The statement itself, which came after four days of talks and the signing of the new friendship treaty, did not go quite that far.
It said that the two countries’ positions were “identical or very close” on various problems discussed by the Soviet Foreign Minister, Andrei A. Gromyko, and the Indian Foreign Minister, Swaran Singh, and Prime Minister Indira Gandhi.
The statement, issued on the eve of Mr. Gromyko's departure for Moscow tomorrow, went on to say that both sides “reiterated their firm conviction that there can be no military solution and considered it necessary that urgent steps be taken in East Pakistan for the achievement of a political solution and for the creation of conditions of safety for the return of the refugees to their homes.”
This falls somewhat short of the official Indian position that a political solution can be reached only with the elected representatives of the Awami League. The party won a majority of the National Assembly seats in last December's national elections in Pakistan but was banned as it moved for autonomy and the Pakistani Government began its military campaign on March 25 to try to crush the movement in East Pakistan.
The military repression there, which is continuing, has sent over seven million Bengali refugees fleeing into India, and the daily influx is still in the thousands.

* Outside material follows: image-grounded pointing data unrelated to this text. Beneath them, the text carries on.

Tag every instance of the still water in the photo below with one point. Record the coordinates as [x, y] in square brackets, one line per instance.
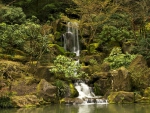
[94, 108]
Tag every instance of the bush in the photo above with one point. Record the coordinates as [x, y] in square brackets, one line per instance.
[117, 59]
[12, 15]
[67, 67]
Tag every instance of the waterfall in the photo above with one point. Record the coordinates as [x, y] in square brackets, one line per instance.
[71, 39]
[71, 44]
[86, 94]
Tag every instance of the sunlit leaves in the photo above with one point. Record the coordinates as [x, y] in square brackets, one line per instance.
[64, 66]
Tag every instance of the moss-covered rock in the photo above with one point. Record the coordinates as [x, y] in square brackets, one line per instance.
[47, 91]
[73, 91]
[121, 97]
[25, 101]
[121, 80]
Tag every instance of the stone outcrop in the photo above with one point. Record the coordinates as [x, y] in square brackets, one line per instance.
[47, 91]
[102, 82]
[121, 97]
[25, 101]
[121, 80]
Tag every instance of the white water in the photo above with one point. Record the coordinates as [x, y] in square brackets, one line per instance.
[71, 44]
[71, 39]
[87, 95]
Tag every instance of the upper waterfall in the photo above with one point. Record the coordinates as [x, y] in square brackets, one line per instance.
[71, 39]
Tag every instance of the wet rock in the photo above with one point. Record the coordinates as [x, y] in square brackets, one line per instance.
[71, 101]
[121, 80]
[47, 91]
[102, 82]
[121, 97]
[25, 101]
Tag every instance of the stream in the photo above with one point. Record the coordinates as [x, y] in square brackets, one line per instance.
[91, 108]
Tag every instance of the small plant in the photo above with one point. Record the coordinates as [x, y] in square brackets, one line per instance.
[61, 88]
[118, 59]
[65, 66]
[93, 62]
[5, 100]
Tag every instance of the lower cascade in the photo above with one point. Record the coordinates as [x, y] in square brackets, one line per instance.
[87, 95]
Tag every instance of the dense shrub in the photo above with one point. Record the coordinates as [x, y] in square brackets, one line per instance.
[118, 59]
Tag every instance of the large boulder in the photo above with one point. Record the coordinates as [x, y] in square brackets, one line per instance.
[121, 80]
[121, 97]
[140, 73]
[102, 82]
[25, 101]
[47, 91]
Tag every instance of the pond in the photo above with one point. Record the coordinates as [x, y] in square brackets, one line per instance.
[92, 108]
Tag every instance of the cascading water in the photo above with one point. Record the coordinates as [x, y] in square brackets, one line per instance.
[71, 39]
[86, 94]
[71, 44]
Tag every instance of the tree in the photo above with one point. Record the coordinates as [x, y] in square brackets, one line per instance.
[93, 13]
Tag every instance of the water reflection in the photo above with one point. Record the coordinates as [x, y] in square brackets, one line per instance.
[92, 108]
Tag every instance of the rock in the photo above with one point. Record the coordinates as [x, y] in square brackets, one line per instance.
[25, 101]
[147, 92]
[71, 101]
[140, 73]
[47, 91]
[121, 97]
[121, 80]
[138, 62]
[102, 82]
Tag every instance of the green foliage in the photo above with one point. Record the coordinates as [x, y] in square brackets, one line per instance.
[93, 62]
[5, 100]
[61, 88]
[11, 36]
[12, 15]
[140, 78]
[143, 43]
[111, 33]
[67, 67]
[117, 59]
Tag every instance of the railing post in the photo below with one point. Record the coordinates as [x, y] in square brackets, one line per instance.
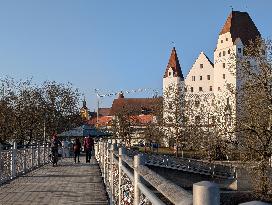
[111, 172]
[32, 156]
[44, 146]
[39, 154]
[13, 160]
[24, 162]
[1, 164]
[48, 152]
[138, 160]
[206, 193]
[104, 161]
[121, 152]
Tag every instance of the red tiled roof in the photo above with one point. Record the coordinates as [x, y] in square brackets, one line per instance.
[240, 25]
[102, 120]
[142, 119]
[134, 105]
[104, 111]
[174, 64]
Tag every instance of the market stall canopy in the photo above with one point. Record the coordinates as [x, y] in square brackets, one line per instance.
[83, 131]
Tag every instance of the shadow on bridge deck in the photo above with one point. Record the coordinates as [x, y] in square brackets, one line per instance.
[67, 183]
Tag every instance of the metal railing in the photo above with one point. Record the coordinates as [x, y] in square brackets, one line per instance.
[18, 161]
[128, 181]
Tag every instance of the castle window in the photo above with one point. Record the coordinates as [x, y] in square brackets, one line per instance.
[197, 119]
[193, 78]
[248, 63]
[197, 103]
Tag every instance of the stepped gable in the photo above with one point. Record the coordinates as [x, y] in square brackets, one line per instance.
[134, 105]
[240, 25]
[208, 59]
[104, 111]
[174, 64]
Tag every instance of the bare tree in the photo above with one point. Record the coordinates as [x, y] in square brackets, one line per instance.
[254, 111]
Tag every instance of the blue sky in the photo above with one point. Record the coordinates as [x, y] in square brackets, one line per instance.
[112, 45]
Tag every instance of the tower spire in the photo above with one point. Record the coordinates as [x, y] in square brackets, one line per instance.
[174, 64]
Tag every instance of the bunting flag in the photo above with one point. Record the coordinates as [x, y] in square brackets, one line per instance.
[127, 91]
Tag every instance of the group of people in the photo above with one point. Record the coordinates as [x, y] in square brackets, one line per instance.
[88, 144]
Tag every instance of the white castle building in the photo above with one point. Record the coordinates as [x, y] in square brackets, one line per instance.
[207, 78]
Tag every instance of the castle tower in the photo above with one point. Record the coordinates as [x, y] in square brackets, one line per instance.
[173, 94]
[173, 75]
[84, 111]
[238, 31]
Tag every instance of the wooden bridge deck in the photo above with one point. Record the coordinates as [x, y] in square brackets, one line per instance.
[68, 183]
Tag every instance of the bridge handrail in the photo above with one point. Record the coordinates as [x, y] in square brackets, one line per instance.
[108, 158]
[15, 162]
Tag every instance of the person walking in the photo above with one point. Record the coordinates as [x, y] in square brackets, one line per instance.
[88, 147]
[77, 147]
[55, 143]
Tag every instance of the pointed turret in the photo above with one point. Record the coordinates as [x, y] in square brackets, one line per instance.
[174, 64]
[240, 25]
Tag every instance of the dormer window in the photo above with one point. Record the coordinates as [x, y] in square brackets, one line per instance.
[193, 78]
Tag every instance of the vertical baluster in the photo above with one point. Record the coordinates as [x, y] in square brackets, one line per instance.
[44, 147]
[138, 160]
[32, 156]
[1, 164]
[13, 160]
[39, 154]
[24, 162]
[111, 172]
[104, 161]
[121, 152]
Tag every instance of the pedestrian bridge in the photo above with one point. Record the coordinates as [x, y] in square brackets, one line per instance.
[67, 183]
[112, 177]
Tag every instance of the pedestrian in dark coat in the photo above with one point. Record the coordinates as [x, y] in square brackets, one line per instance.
[77, 147]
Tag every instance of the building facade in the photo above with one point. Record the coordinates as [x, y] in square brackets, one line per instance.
[208, 83]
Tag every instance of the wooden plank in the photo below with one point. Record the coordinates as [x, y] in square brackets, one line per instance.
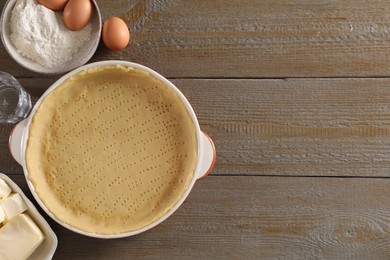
[297, 127]
[247, 38]
[262, 218]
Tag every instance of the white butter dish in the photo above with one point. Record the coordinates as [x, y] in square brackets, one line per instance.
[49, 245]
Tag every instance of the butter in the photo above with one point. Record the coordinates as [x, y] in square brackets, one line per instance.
[5, 190]
[13, 205]
[19, 238]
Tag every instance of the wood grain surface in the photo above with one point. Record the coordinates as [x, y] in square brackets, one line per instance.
[250, 38]
[296, 127]
[263, 217]
[295, 95]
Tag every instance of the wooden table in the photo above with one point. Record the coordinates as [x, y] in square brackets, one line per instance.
[295, 94]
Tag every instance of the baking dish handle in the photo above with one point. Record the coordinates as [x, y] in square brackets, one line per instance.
[16, 141]
[209, 156]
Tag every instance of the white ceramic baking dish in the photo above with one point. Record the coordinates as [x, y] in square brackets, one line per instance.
[49, 245]
[206, 148]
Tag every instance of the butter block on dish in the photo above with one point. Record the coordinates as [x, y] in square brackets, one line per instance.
[5, 190]
[13, 205]
[19, 238]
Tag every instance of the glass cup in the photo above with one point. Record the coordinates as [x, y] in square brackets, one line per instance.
[15, 102]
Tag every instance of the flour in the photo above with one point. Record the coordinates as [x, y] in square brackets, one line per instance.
[39, 34]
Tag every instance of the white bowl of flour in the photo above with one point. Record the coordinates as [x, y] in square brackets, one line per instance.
[37, 39]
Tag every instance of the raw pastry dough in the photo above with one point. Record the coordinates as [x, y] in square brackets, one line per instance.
[111, 150]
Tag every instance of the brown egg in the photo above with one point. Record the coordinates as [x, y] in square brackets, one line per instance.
[115, 34]
[77, 14]
[55, 5]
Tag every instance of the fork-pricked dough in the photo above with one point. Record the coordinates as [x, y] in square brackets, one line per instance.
[111, 150]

The joint statement included no declaration by Mrs. Gandhi and other Indian officials that they would send the refugees back only to an independent Bangla Desh, the name the independence movement has given to East Pakistan. Defense Minister Jagjivan Ram, for example, said at a huge public rally here yesterday that “they will go back only to the country of Mujib.”
But aside from these signs of Soviet restraint, the statement reaffirmed in the warmest terms the closer Indian‐Soviet relationship established by the friendship treaty.